Due to their low environmental impact, they’re an ideal sustainable travel choice. Of course, Tom’s Creek Nature Domes’ owner-operators, Cardia and Lee Forsyth, know all this, which is why they have set up their one-of-a-kind Nature Domes experience for the modern traveller. It’s also no surprise to learn that owner Lee is an electrical engineer—experienced in renewable energy—and that he designed the whole set-up. As well as the off-grid power supply, rainwater tanks are used, and the outdoor hot tub is heated by a wood fire—your campfire heats up your tub water via a large metal coil. Like most places in regional Australia, the nights get cold – but rather than blast a heater, the Domes provide you with hot water bottles, warm blankets, lush robes and heavy curtains to ward off the chill.

nature domes port macquarie
Photo: Nature Domes

You’ll need to be self-sufficient during your stay at the Domes, bringing your own food. Support local businesses and stock up in the town of Wauchope on your drive-in (and grab some pastries and coffee at Baked Culture while you’re at it). There’s a stovetop, fridge (stocked as per a mini bar), BBQs, lanterns and mozzie coils, and you can even order DIY S’More packs for fireside fun. The interiors of the Domes have a cosy, stylish fit-out, with a modern bathroom (and a proper flushing toilet—none of that drop bush toilet stuff). As there’s no mobile reception, pack a good book or make the most of treasures that lie waiting to be discovered at every turn: a bed chest full of board games, a cupboard crammed with retro DVDs, a stargazing telescope (the skies are ablaze come night time). Many of these activities are ideal for couples, but there’s plenty on offer for solo travellers, such as yoga mats, locally-made face masks and bath bombs for hot tub soaks. 

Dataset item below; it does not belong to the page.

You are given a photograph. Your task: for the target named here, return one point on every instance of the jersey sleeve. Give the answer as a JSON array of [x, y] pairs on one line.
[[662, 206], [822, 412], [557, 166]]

It’s these thoughtful human touches that reinforce the benefit of making a responsible travel choice by booking local and giving your money to a tourism operator in the Greater Port Macquarie Region, such as Tom’s Creek Nature Domes. The owners are still working on the property following the setbacks of COVID-19, and flooding in the region —a new series of Domes designed with families and groups in mind is under construction, along with an open-air, barn-style dining hall and garden stage. Once ready, the venue will be ideal for wedding celebrations, with wedding parties able to book out the property. They’ve already got one couple—who honeymooned at the Domes—ready and waiting. Just need to train up the llamas for ring-bearer duties! 

An abundance of favourite moments come to mind from my two-night stay at Tom’s Creek: sipping champagne and gourmet picnicking at the top of a hill on a giant swing under a tree, with a bird’s eye view of the entire property (the ‘Mountain Top picnic’ is a must-do activity add on during your stay), lying on a deckchair at night wrapped in a blanket gazing up at starry constellations and eating hot melted marshmallows, to revelling in the joys of travellers before me, scrawled on notes in a jar of wishes left by the telescope (you’re encouraged to write your own to add to the jar). But I’ll leave you with a gratitude journal entry I made while staying there. I will preface this by saying that I don’t actually keep a gratitude journal, but Tom’s Creek Nature Domes is just the kind of place that makes you want to start one. And so, waking up on my second morning at Tom’s —lacking any 4G bars to facilitate my bad habit of a morning Instagram scroll—I finally opened up a notebook and made my first journal entry:

‘I am grateful to wake up after a deep sleep and breathe in the biggest breaths of this clean air, purified by nature and scented with eucalyptus and rain. I am grateful for this steaming hot coffee brewed on a fire. I feel accomplished at having made myself. I am grateful for the skittish sheep that made me laugh as I enjoyed a long nature walk at dawn and the animated billy goats and friendly llamas overlooking my shoulder as I write this: agreeable company for any solo traveller. I’m grateful for total peace, absolute stillness.” 

Off-grid holiday status: unlocked.

Where: Tom’s Creek Nature Domes, Port Macquarie, 2001 Toms Creek Rd
Price: $450 per night, book at the Natura Domes website.